The IRS today tried to clear up some of the ongoing row about how bitcoin and other virtual currencies would be treated come tax time.

"In some environments, virtual currency operates like "real" currency -- such as the coin and paper money of the United States or of any other country that is designated as legal tender, circulates, and is customarily used and accepted as a medium of exchange in the country of issuance -- but it does not have legal tender status in any jurisdiction, the IRS stated.

The IRS said general tax principles that apply to property transactions apply to transactions using virtual currency.  Among other things, the IRS says this means that:

  • Wages paid to employees using virtual currency are taxable to the employee, must be reported by an employer on a Form W-2, and are subject to federal income tax withholding and payroll taxes.
  • Payments using virtual currency made to independent contractors and other service providers are taxable and self-employment tax rules generally apply. Normally, payers must issue Form 1099.
  • The character of gain or loss from the sale or exchange of virtual currency depends on whether the virtual currency is a capital asset in the hands of the taxpayer.
  • A payment made using virtual currency is subject to information reporting to the same extent as any other payment made in property.

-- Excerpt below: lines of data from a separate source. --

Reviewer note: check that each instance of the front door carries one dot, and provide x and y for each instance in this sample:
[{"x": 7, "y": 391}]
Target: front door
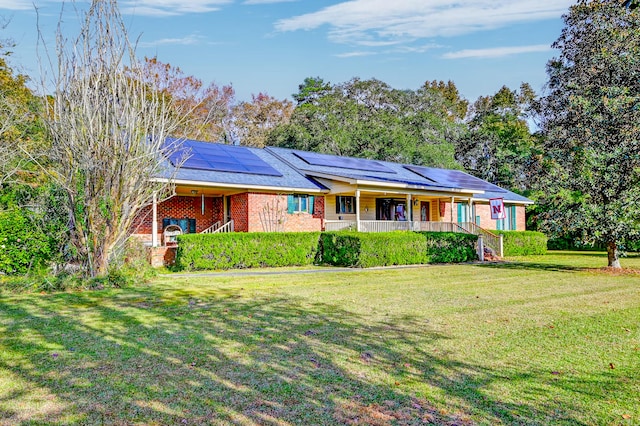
[
  {"x": 425, "y": 211},
  {"x": 391, "y": 209}
]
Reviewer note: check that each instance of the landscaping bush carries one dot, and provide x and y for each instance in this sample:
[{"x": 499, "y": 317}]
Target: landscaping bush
[
  {"x": 376, "y": 249},
  {"x": 395, "y": 248},
  {"x": 523, "y": 243},
  {"x": 246, "y": 250},
  {"x": 23, "y": 246}
]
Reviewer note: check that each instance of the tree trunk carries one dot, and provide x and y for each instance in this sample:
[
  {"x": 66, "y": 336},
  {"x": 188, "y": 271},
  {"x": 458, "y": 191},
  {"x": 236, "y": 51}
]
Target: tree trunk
[{"x": 613, "y": 255}]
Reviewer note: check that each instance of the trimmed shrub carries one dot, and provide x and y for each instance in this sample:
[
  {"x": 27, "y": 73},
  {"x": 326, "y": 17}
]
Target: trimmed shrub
[
  {"x": 395, "y": 248},
  {"x": 23, "y": 246},
  {"x": 240, "y": 250},
  {"x": 523, "y": 243}
]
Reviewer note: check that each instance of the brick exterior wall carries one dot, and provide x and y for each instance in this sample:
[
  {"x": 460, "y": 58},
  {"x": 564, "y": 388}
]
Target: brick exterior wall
[
  {"x": 268, "y": 212},
  {"x": 180, "y": 207},
  {"x": 486, "y": 222},
  {"x": 239, "y": 212}
]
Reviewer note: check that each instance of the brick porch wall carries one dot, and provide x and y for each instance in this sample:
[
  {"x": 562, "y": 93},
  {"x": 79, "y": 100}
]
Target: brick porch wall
[
  {"x": 180, "y": 207},
  {"x": 486, "y": 222},
  {"x": 261, "y": 207}
]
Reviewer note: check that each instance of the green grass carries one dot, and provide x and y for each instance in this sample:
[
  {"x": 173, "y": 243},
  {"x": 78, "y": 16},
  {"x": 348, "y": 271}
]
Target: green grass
[{"x": 543, "y": 340}]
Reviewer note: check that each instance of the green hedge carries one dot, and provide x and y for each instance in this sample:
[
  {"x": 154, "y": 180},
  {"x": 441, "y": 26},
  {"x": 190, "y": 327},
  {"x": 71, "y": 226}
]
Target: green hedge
[
  {"x": 23, "y": 245},
  {"x": 239, "y": 250},
  {"x": 395, "y": 248},
  {"x": 523, "y": 243}
]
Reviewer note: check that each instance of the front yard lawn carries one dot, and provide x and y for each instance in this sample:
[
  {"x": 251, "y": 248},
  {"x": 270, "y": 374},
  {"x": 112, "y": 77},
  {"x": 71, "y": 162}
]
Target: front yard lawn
[{"x": 541, "y": 340}]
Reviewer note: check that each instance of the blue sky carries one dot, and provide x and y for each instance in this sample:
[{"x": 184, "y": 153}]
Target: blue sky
[{"x": 270, "y": 46}]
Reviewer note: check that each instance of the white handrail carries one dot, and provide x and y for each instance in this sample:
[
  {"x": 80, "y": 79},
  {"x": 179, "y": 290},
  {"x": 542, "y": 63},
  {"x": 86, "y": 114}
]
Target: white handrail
[{"x": 212, "y": 229}]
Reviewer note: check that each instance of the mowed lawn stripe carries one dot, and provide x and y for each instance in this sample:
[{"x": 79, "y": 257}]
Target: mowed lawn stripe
[{"x": 544, "y": 340}]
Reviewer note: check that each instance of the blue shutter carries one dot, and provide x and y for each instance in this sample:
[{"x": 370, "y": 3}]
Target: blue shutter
[{"x": 291, "y": 204}]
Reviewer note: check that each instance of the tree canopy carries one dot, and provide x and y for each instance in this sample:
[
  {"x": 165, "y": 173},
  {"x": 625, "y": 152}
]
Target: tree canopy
[
  {"x": 498, "y": 147},
  {"x": 369, "y": 118},
  {"x": 591, "y": 120}
]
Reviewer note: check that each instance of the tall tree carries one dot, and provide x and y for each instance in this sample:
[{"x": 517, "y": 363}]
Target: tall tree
[
  {"x": 369, "y": 118},
  {"x": 205, "y": 111},
  {"x": 499, "y": 145},
  {"x": 453, "y": 105},
  {"x": 108, "y": 129},
  {"x": 591, "y": 117},
  {"x": 253, "y": 121},
  {"x": 21, "y": 130}
]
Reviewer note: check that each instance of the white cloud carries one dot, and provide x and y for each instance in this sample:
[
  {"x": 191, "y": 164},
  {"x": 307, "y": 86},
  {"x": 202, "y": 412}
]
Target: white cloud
[
  {"x": 183, "y": 41},
  {"x": 365, "y": 20},
  {"x": 16, "y": 4},
  {"x": 496, "y": 52},
  {"x": 171, "y": 7},
  {"x": 354, "y": 54},
  {"x": 267, "y": 1}
]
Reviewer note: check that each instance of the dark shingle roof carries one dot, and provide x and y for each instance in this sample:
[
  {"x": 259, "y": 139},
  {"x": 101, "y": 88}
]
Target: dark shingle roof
[{"x": 295, "y": 170}]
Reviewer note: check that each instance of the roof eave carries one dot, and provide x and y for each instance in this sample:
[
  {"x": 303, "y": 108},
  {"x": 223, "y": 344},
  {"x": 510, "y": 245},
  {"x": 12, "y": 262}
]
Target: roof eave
[{"x": 240, "y": 186}]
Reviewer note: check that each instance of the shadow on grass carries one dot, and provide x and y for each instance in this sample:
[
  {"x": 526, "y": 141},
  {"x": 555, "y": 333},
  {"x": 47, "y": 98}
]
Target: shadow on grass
[
  {"x": 225, "y": 357},
  {"x": 532, "y": 266}
]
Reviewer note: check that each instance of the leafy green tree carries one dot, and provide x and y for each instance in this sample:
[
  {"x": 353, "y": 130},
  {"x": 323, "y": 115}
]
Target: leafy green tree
[
  {"x": 252, "y": 121},
  {"x": 21, "y": 129},
  {"x": 591, "y": 119},
  {"x": 368, "y": 118},
  {"x": 454, "y": 105},
  {"x": 499, "y": 146}
]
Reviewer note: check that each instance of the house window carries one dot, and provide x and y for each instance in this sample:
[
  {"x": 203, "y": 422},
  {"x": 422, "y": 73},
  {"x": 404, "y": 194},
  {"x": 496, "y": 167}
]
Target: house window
[
  {"x": 509, "y": 223},
  {"x": 345, "y": 204},
  {"x": 300, "y": 203}
]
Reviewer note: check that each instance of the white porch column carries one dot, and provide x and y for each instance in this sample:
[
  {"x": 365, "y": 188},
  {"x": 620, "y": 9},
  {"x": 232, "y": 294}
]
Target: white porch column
[
  {"x": 358, "y": 210},
  {"x": 154, "y": 223}
]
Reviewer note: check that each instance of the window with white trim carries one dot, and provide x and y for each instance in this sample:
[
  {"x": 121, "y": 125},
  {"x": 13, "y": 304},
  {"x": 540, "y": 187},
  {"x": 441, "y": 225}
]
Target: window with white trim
[
  {"x": 300, "y": 203},
  {"x": 345, "y": 204}
]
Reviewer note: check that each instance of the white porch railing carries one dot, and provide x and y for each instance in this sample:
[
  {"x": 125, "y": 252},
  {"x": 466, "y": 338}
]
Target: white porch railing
[
  {"x": 490, "y": 239},
  {"x": 339, "y": 225},
  {"x": 212, "y": 229},
  {"x": 218, "y": 227}
]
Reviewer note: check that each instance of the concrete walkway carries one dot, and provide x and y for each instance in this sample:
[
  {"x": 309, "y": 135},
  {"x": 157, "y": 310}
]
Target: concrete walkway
[{"x": 259, "y": 272}]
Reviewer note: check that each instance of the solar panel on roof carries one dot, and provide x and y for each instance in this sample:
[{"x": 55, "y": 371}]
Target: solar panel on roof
[
  {"x": 454, "y": 178},
  {"x": 220, "y": 158},
  {"x": 328, "y": 160}
]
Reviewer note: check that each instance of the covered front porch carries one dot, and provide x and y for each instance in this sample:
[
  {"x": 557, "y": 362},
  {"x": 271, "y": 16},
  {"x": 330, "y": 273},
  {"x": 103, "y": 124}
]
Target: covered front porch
[{"x": 381, "y": 210}]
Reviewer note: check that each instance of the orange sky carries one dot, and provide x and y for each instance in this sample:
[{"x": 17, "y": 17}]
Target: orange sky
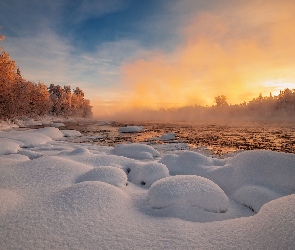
[{"x": 237, "y": 50}]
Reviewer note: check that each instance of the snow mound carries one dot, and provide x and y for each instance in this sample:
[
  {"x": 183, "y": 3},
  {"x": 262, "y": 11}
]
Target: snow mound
[
  {"x": 53, "y": 133},
  {"x": 26, "y": 122},
  {"x": 187, "y": 163},
  {"x": 273, "y": 226},
  {"x": 136, "y": 150},
  {"x": 76, "y": 152},
  {"x": 91, "y": 196},
  {"x": 29, "y": 139},
  {"x": 30, "y": 153},
  {"x": 12, "y": 159},
  {"x": 146, "y": 174},
  {"x": 189, "y": 190},
  {"x": 165, "y": 137},
  {"x": 57, "y": 124},
  {"x": 269, "y": 169},
  {"x": 130, "y": 129},
  {"x": 9, "y": 199},
  {"x": 8, "y": 146},
  {"x": 108, "y": 174},
  {"x": 71, "y": 133},
  {"x": 255, "y": 196}
]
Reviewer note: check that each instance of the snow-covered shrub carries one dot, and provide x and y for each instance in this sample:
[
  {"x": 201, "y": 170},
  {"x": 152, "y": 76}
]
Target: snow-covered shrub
[
  {"x": 188, "y": 190},
  {"x": 108, "y": 174},
  {"x": 136, "y": 150},
  {"x": 146, "y": 174}
]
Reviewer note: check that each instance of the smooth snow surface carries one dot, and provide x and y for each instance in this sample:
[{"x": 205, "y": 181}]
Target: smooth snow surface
[
  {"x": 56, "y": 194},
  {"x": 136, "y": 150},
  {"x": 130, "y": 129},
  {"x": 188, "y": 190}
]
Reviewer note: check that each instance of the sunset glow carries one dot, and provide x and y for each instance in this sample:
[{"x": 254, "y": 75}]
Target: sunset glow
[{"x": 173, "y": 54}]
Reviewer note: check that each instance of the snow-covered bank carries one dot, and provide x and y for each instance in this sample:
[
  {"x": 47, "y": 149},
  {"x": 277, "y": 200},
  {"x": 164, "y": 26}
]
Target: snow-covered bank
[{"x": 55, "y": 194}]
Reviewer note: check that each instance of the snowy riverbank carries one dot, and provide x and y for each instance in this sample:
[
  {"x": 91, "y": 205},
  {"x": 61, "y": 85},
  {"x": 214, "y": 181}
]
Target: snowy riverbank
[{"x": 57, "y": 194}]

The tax agency also issued an FAQ (For a full version go here), that included these responses:

How is virtual currency treated for federal tax purposes?For federal tax purposes, virtual currency is treated as property. General tax principles applicable to property transactions apply to transactions using virtual currency.

Is virtual currency treated as currency for purposes of determining whether a transaction results in foreign currency gain or loss under U.S. federal tax laws?No. Under currently applicable law, virtual currency is not treated as currency that could generate foreign currency gain or loss for U.S. federal tax purposes.

Must a taxpayer who receives virtual currency as payment for goods or services include in computing gross income the fair market value of the virtual currency?Yes. A taxpayer who receives virtual currency as payment for goods or services must, in computing gross income, include the fair market value of the virtual currency, measured in U.S. dollars, as of the date that the virtual currency was received.

What is the basis of virtual currency received as payment for goods or services in Q&A-3?The basis of virtual currency that a taxpayer receives as payment for goods or services in Q&A-3 is the fair market value of the virtual currency in U.S. dollars as of the date of receipt.

How is the fair market value of virtual currency determined?For U.S. tax purposes, transactions using virtual currency must be reported in U.S. dollars. Therefore, taxpayers will be required to determine the fair market value of virtual currency in U.S. dollars as of the date of payment or receipt. If a virtual currency is listed on an exchange and the exchange rate is established by market supply and demand, the fair market value of the virtual currency is determined by converting the virtual currency into U.S. dollars (or into another real currency which in turn can be converted into U.S. dollars) at the exchange rate, in a reasonable manner that is consistently applied.